A new international agreement, the Global Compact on Refugees, could change these desperate situations. And it cannot come a moment too soon.

2017 was a record year for the number of people forced to migrate worldwide because of war, poverty, environmental disaster, conflict and persecution: 68.5 million by the end of the year, 25.4 million of whom are classified as refugees and a further 40 million displaced within their own countries. A shocking 16.2 million were newly displaced during the last year alone.

The responsibility for caring for refugees typically falls on the countries of conflict themselves or their closest neighbours.

As a result, the majority of the world’s refugees are living in developing countries – some of them almost as badly off and at risk of destabilisation.

In Lebanon, more than one person in four is a refugee, mainly from Syria – the largest proportion of any country’s population. Turkey has the largest total number of refugees – 3.5 million; about half the total number in Europe. The UK helps some of these people by contributing aid to the region.

Nonetheless, many of these people, stuck in camps or other limbo conditions for years, with few opportunities for education or work, may make dangerous journeys at the mercy of exploitative people traffickers. Some countries have raised barriers to try to make it harder for people to make journeys. This has not stopped the journeys but has increased the risks.

A safer response is to provide safe and legal routes to third countries via ‘resettlement’.

This also allows more countries to share the responsibility for the world’s refugees. The United Nations High Commissioner for Refugees (UNHCR) estimates that about 1.2 million refugees were in need of resettlement in 2017, with the number actually resettled in 2017 falling to 75,000.

In the UK, we can and should take more refugees, welcoming them and providing opportunities for integration while they’re here and for as long as they need it.

Another sustainable response is supporting local integration of refugees into the neighbouring host country they arrive in after leaving their own. In Uganda, for example, refugees are given land and resources to grow food and start work or a business. We can learn from such examples in the UK.

In 2016, President Obama hosted a UN summit on refugees, which culminated in the New York Declaration for Refugees and Migrants 2016. All 193 member states of the UN signed up, agreeing that protecting people forced to flee, and supporting countries that host them, should be shared responsibilities.
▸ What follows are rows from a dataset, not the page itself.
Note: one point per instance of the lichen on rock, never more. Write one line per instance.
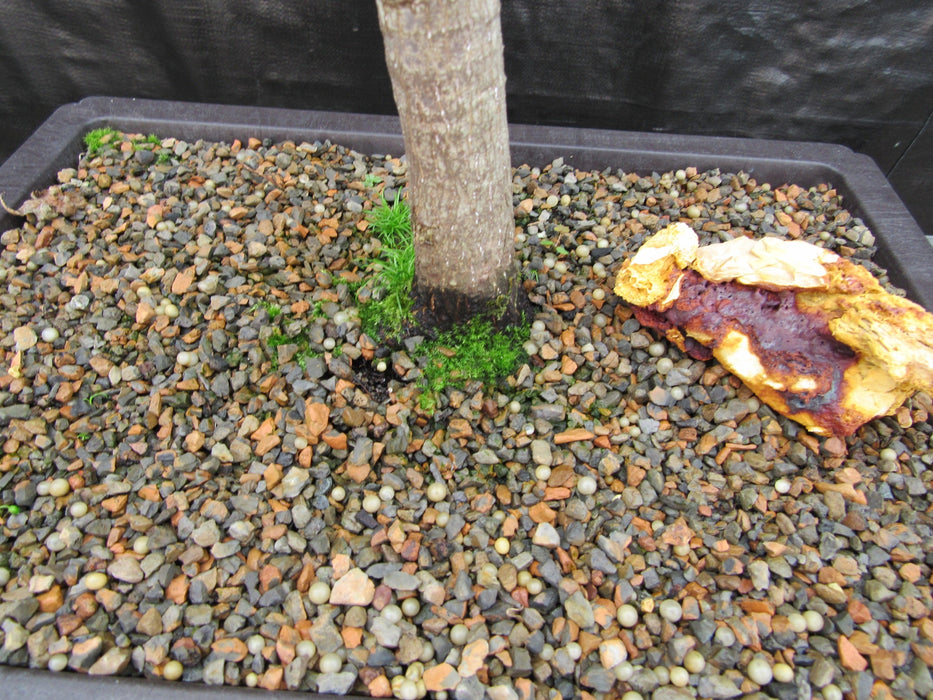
(814, 335)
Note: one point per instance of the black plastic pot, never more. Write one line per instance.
(902, 247)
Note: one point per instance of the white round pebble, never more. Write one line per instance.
(58, 662)
(319, 592)
(372, 503)
(783, 673)
(59, 487)
(414, 671)
(797, 622)
(459, 634)
(330, 663)
(656, 349)
(587, 485)
(95, 580)
(255, 644)
(172, 670)
(437, 491)
(624, 671)
(814, 620)
(627, 615)
(759, 671)
(392, 614)
(54, 542)
(411, 607)
(694, 661)
(670, 610)
(782, 485)
(407, 690)
(725, 636)
(679, 676)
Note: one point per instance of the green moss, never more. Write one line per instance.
(96, 139)
(473, 351)
(389, 308)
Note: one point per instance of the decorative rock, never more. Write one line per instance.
(546, 536)
(353, 588)
(579, 610)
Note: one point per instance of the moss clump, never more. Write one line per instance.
(96, 139)
(474, 351)
(389, 309)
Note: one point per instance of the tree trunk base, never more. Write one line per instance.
(440, 309)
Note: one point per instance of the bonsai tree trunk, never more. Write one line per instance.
(448, 79)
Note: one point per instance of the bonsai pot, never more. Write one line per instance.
(902, 248)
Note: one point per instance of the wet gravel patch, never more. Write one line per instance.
(215, 483)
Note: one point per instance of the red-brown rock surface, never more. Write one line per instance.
(812, 334)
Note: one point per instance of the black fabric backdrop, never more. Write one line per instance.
(857, 73)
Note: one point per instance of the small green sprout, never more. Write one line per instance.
(96, 139)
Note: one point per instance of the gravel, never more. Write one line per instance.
(198, 388)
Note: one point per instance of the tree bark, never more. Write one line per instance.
(448, 79)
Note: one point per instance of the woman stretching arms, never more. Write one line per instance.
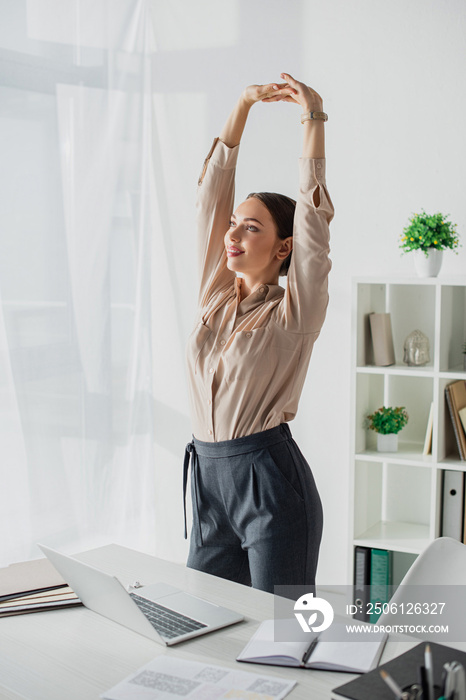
(257, 515)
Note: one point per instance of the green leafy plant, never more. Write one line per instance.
(429, 231)
(387, 420)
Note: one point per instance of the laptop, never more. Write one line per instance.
(158, 611)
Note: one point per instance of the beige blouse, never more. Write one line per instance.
(247, 360)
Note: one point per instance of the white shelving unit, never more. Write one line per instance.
(397, 497)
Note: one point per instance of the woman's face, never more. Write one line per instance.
(252, 243)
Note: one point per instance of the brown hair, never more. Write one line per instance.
(281, 208)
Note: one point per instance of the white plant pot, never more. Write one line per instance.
(428, 265)
(387, 443)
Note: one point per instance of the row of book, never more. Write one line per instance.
(372, 577)
(33, 586)
(455, 395)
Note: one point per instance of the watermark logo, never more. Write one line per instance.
(310, 604)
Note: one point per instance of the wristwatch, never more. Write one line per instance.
(307, 116)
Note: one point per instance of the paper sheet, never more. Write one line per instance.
(169, 678)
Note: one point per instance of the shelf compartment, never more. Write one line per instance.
(408, 453)
(418, 305)
(392, 506)
(452, 327)
(397, 537)
(374, 390)
(424, 371)
(416, 394)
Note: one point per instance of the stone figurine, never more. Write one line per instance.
(416, 349)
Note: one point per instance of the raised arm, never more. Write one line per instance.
(217, 188)
(306, 296)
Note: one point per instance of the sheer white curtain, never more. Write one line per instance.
(78, 216)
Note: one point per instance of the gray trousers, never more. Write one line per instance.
(257, 514)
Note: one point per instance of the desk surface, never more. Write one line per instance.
(77, 654)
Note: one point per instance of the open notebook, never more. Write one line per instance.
(353, 652)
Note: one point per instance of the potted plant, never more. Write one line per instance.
(387, 423)
(427, 236)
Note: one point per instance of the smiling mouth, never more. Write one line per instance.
(234, 252)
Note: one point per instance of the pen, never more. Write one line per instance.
(394, 687)
(309, 650)
(429, 672)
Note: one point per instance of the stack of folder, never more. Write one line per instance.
(33, 586)
(455, 394)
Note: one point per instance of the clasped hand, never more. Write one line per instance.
(290, 91)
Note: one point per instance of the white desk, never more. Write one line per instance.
(77, 654)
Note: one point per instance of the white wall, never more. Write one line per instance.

This process is due to culminate in the signing of a Global Compact on Refugees in September 2018.

The Global Compact, through international cooperation and shared responsibility, aims to:

  • ease pressures on host countries;
  • enhance refugee self-reliance;
  • expand access to third countries (refugee resettlement); and
  • support conditions in countries of origin for return in safety and dignity.

If properly implemented, these commitments could truly transform the lives of millions of refugees and others.
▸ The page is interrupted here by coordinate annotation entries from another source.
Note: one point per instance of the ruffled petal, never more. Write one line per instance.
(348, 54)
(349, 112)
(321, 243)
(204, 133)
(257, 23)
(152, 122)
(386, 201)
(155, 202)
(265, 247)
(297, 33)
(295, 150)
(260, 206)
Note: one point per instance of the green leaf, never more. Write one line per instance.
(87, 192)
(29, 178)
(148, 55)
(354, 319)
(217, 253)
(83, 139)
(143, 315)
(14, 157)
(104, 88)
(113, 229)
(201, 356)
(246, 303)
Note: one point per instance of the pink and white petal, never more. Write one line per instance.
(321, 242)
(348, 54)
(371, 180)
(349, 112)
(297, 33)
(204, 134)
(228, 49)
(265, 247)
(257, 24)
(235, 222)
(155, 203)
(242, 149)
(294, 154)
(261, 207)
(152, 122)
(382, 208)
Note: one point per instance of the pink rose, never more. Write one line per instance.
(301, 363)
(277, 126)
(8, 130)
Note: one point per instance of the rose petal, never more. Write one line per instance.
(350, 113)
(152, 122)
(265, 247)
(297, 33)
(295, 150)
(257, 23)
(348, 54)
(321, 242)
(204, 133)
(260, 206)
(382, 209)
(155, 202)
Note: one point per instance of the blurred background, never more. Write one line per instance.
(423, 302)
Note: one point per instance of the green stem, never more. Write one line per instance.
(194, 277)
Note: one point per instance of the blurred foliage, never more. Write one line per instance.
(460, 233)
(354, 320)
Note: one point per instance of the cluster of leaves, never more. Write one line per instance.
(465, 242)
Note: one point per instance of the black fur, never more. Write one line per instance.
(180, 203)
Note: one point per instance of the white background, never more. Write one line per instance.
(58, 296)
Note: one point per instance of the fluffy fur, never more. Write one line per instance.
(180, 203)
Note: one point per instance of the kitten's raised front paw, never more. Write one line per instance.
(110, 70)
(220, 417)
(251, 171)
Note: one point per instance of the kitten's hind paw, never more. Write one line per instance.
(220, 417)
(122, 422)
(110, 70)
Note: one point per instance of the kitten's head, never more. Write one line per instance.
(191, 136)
There are, of course, people who believe that refugees are not our problem, or are just a security risk or burden. In the Labour Party we reject those views.

Our values dictate that we must work to improve the treatment of those who seek sanctuary in other countries.

Why? Because if we do nothing or stick to what does not work, the refugee crisis will get worse. There will be more refugees making dangerous journeys. There will be difficulties for host countries. There will be people who resent refugees, and refugees who resent the world. This provides fertile ground for terrorists and traffickers to hurt and harm not just refugees but others.

Regional instability travels. It promotes desperation, which is dangerous, as it allows millions of children to grow up undereducated, often undernourished, and with little sense of having a stake and a place in the world.

Wealthier countries end up spending more and more enforcing borders, running camps and attempting to deter refugees. Millions of people are left unproductive, their skills allowed to atrophy. This hurts us all. For those of us on the Left, this situation should spur us to action.

We would all benefit from changing our response to the refugee crisis. The Global Compact on Refugees offers us an opportunity to do that.